- Meeting abstract
- Open Access
Characterising the interaction between the COPII component SEC24C and the human serotonin transporter
© Koban and Sucic; licensee BioMed Central Ltd. 2011
- Published: 5 September 2011
- HeLa Cell
- Serotonin Transporter
- Monoamine Transporter
- Truncation Mutant
- Putative Interaction
The serotonin transporter (SERT) belongs to the SLC6 family of neurotransmitter transporters, which mediate reuptake of previously released neurotransmitters from the synapse. Mutation of C-terminus residues RI607–608 to alanine results in intracellular retention of SERT . We subsequently showed that SERT depends on the COPII component SEC24C for its ER export and proposed RI607–608 as a putative interaction site on SERT for SEC24 proteins . The aim of our current study is to characterise the nature of ER export of monoamine transporters.

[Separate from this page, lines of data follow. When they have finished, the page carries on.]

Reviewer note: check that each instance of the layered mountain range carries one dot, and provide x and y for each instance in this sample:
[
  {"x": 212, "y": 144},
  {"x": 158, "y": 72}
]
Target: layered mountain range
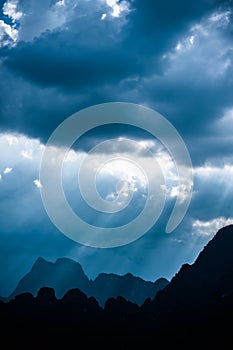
[
  {"x": 193, "y": 311},
  {"x": 66, "y": 274}
]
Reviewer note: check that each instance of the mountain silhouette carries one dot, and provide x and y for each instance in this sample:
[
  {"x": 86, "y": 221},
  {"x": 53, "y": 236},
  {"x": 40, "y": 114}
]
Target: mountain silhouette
[
  {"x": 193, "y": 311},
  {"x": 66, "y": 274}
]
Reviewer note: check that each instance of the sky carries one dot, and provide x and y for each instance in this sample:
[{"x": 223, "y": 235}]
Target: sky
[{"x": 60, "y": 57}]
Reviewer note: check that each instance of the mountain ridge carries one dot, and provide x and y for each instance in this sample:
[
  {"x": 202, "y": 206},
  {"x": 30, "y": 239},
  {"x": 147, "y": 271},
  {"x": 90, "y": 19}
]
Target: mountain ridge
[
  {"x": 65, "y": 274},
  {"x": 193, "y": 311}
]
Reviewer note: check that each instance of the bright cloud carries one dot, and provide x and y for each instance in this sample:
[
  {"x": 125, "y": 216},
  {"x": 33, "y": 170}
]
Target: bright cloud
[
  {"x": 8, "y": 34},
  {"x": 10, "y": 9},
  {"x": 210, "y": 227},
  {"x": 7, "y": 170},
  {"x": 37, "y": 183}
]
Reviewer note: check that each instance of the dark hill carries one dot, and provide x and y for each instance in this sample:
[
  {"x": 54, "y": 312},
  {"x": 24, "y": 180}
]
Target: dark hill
[
  {"x": 65, "y": 274},
  {"x": 193, "y": 311}
]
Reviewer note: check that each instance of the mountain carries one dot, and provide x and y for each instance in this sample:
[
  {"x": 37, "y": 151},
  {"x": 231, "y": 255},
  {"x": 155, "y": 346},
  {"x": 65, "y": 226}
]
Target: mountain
[
  {"x": 66, "y": 274},
  {"x": 199, "y": 298},
  {"x": 193, "y": 311}
]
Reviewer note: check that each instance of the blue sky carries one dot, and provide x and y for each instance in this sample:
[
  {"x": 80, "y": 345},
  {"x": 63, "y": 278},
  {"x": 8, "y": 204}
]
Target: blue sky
[{"x": 58, "y": 57}]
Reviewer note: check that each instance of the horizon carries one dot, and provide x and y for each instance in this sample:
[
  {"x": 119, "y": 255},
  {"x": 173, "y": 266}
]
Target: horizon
[{"x": 170, "y": 61}]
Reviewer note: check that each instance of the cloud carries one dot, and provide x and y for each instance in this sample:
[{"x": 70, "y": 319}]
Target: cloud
[
  {"x": 7, "y": 170},
  {"x": 37, "y": 183},
  {"x": 209, "y": 228},
  {"x": 173, "y": 56}
]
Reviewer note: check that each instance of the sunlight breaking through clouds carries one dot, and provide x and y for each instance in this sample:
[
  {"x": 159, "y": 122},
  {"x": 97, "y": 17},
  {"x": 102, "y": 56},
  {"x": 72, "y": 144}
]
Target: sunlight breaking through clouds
[{"x": 210, "y": 227}]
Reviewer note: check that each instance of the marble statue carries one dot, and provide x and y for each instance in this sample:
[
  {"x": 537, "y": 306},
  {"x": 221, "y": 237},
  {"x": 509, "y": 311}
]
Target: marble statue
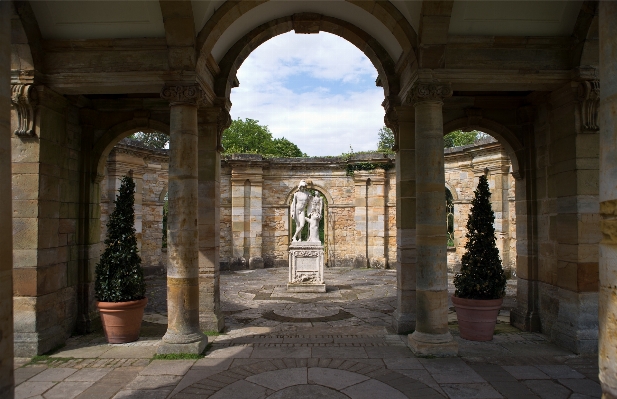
[
  {"x": 298, "y": 206},
  {"x": 314, "y": 216}
]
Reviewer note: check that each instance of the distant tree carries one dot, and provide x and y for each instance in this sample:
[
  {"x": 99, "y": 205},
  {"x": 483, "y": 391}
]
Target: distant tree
[
  {"x": 154, "y": 140},
  {"x": 249, "y": 137},
  {"x": 458, "y": 138},
  {"x": 386, "y": 140}
]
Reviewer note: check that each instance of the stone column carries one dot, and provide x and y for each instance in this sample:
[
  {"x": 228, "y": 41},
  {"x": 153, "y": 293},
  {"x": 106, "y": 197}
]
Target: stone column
[
  {"x": 212, "y": 122},
  {"x": 7, "y": 384},
  {"x": 402, "y": 119},
  {"x": 431, "y": 336},
  {"x": 183, "y": 333},
  {"x": 608, "y": 200}
]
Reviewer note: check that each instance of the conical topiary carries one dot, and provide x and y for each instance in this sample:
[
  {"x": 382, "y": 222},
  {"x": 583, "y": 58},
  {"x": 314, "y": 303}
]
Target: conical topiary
[
  {"x": 481, "y": 275},
  {"x": 119, "y": 276}
]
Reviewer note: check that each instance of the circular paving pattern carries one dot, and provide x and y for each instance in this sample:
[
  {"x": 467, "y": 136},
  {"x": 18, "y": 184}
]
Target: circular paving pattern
[{"x": 299, "y": 379}]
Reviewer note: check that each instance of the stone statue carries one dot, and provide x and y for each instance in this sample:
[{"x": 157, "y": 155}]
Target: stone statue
[
  {"x": 314, "y": 216},
  {"x": 298, "y": 206}
]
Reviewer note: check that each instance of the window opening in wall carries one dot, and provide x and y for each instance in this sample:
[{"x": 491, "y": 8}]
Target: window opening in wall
[{"x": 450, "y": 217}]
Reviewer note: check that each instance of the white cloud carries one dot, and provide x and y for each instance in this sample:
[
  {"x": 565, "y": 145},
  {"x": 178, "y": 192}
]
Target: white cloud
[{"x": 320, "y": 121}]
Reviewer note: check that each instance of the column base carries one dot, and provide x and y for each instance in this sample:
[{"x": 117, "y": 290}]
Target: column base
[
  {"x": 439, "y": 345},
  {"x": 193, "y": 344},
  {"x": 403, "y": 322},
  {"x": 212, "y": 322}
]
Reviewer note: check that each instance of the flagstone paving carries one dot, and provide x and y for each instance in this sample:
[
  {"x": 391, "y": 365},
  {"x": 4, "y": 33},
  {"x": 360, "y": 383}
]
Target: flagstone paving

Using siRNAs to knock down SEC24 isoforms A–D in HeLa cells, we screened a series of double and truncation mutants generated along the C-terminus of SERT. HeLa cells were transfected with Sec24 siRNAs and, after 48 h, with YFP-tagged transporter plasmids. Functional effects of SEC24A–D knockdowns were determined by substrate uptake assays.
Export of the IK(609,610)AA-SERT mutant was not sensitive to knockdown of Sec24C. Remarkably, the closely related transporters for dopamine (DAT) and noradrenaline (NET), rely on Sec24D, and not C, for their ER export . Accordingly, we replaced K610 by a tyrosine residue (Y) to switch the SERT export motif to a NET/DAT motif. The resulting K610Y-SERT mutant was more sensitive to the knockdown of SEC24D than of SEC24C. These observations predicted that SLC6 family members with a K-residue at the pertinent position ought to be clients of Sec24C. This prediction was verified by examining mGAT4.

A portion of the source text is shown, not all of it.